I am currently working on my own RISC-V (rv64gc) emulator. Everything went smoothly so far, however the floating point rounding mode is giving me a headache.
The RV ISA comprises of the following 5 floating point rounding modes:
- RNE (Round to Nearest, ties to Even)
- RTZ (Round towards Zero)
- RDN (Round down / towards negative infinity)
- RUP (Round up / towards positive infinity)
- RMM (Round to Nearest, ties to Max Magnitude)
When thinking about the instructions that convert floats to integers (e.g. FCVT.W.S), these modes all make sense. However these aren't the only ones with encoded rounding modes. The instructions converting integers to floats also have a 3 bit encoding space for the rounding mode, as well as all the floating point arithmetic instructions do.

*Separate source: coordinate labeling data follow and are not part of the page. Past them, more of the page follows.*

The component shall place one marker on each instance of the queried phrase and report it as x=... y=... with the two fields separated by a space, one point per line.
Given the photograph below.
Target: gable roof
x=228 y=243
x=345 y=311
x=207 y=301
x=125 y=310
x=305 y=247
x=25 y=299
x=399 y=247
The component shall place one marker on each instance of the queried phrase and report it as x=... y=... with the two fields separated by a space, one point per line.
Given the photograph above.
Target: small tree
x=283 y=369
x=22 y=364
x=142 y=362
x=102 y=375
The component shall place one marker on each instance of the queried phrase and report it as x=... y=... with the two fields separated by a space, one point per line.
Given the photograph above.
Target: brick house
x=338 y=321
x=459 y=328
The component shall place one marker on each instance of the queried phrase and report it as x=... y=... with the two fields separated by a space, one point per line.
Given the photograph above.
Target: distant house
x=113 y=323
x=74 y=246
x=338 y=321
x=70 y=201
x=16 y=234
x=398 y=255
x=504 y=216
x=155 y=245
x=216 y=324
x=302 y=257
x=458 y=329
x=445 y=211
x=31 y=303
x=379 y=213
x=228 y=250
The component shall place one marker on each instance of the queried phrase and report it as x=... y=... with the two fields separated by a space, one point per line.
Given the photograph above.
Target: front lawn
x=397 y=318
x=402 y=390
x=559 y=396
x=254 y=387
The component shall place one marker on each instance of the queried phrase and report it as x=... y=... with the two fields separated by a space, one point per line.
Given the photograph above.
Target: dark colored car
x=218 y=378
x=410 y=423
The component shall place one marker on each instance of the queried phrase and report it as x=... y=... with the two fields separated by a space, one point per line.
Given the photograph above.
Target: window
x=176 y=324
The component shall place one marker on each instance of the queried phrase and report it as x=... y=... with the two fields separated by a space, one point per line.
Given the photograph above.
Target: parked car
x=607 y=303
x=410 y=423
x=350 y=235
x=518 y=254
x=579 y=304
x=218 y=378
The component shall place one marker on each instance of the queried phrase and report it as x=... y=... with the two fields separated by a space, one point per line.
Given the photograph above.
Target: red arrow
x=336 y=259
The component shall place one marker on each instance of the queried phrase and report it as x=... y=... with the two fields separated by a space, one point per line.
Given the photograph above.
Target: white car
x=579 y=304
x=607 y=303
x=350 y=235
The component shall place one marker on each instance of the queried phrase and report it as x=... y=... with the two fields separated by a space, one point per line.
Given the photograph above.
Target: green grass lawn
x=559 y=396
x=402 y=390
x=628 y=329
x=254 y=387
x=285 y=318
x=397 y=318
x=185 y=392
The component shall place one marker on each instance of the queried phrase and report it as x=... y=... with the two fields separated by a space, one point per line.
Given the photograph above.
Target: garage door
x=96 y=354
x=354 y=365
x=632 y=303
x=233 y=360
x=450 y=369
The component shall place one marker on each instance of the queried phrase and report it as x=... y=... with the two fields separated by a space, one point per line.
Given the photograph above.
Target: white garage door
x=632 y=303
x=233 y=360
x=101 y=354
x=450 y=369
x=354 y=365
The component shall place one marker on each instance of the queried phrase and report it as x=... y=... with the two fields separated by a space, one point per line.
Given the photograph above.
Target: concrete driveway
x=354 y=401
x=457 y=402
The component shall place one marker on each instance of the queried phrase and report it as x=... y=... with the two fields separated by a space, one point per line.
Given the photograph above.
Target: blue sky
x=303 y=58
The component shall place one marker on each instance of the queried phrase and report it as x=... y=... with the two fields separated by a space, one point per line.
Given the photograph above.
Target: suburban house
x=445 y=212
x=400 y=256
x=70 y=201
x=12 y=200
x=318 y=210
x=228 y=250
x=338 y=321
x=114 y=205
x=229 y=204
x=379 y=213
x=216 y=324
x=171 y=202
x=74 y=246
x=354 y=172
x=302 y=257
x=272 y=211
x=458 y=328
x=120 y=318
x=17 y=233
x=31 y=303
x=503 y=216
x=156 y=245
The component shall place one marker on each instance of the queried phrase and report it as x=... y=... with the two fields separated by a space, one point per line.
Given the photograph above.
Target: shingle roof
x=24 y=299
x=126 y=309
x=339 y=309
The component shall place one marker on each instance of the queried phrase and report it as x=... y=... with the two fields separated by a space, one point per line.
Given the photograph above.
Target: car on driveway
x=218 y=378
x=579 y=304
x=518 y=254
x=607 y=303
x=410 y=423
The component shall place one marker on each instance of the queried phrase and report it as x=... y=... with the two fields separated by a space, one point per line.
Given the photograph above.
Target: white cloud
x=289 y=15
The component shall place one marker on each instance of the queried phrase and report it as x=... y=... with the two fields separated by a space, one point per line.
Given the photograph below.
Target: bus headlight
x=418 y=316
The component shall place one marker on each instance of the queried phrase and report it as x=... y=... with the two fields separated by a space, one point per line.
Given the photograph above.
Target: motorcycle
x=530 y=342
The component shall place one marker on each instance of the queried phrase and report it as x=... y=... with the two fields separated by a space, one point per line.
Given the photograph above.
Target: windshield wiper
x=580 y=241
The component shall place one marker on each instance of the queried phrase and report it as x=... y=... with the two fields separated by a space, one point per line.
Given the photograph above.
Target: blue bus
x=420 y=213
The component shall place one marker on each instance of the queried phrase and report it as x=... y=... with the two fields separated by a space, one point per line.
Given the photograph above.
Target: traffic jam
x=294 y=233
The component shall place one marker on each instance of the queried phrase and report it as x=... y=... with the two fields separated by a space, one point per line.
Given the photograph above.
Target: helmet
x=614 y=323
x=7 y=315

Now lets say we got 2 floats and want to add them together. If one of them is a large number and the other is a small number with lots of digits after the floating point, we might exceed the storage capacity of a float. Whenever this happens, are the lowest bits/digits just discarded? If yes, why would there be a rounding mode given then? Otherwise, how would the different modes work and what would they round to?
Generally rounding after discarding (which kinda is a must do without any extra bits available) makes no sense really, since after the least significant bits have been discarded, there is no need to further decrease precision by rounding because the storage is now enough for what's left of the original number. So is the rounding happening before the last bits are cut off and the resulting zeros are then discarded?
Example:
Imagine we have a Mantissa of 011010111 after adding two numbers, but actually a Mantissa's size is 8 bits at max (So we have to get rid of 1 bit).
RNE: Option 1 is 011010110 (down), Option 2 is 011011000 (up)
This is a tie: Which option would it choose?
After any of both options no further data is lost because only a 0 is discarded.
RTZ: Only option is 011010110 (towards Zero / down)
The last zero can now be discarded without any further data lost.
RDN and RUP: Dependent on the sign bit, there always is only one way to go and the last bit will turn to 0 so no further data is lost when discarding that bit.
RMM: This always has only one option too (away from 0 / up in this example).
When looking at another example with a 0 currently set as least significant bit, does it simply not round because incrementing/decrementing the number would actually increase precision here?
In case there is rounding happening before bits are discarded, does the CPU just temporarily hold a bigger result when the instructions are executed which is then used to get the rounded result of the correct size?
If I got something wrong fundamentally please correct me, likewise any help is appreciated!!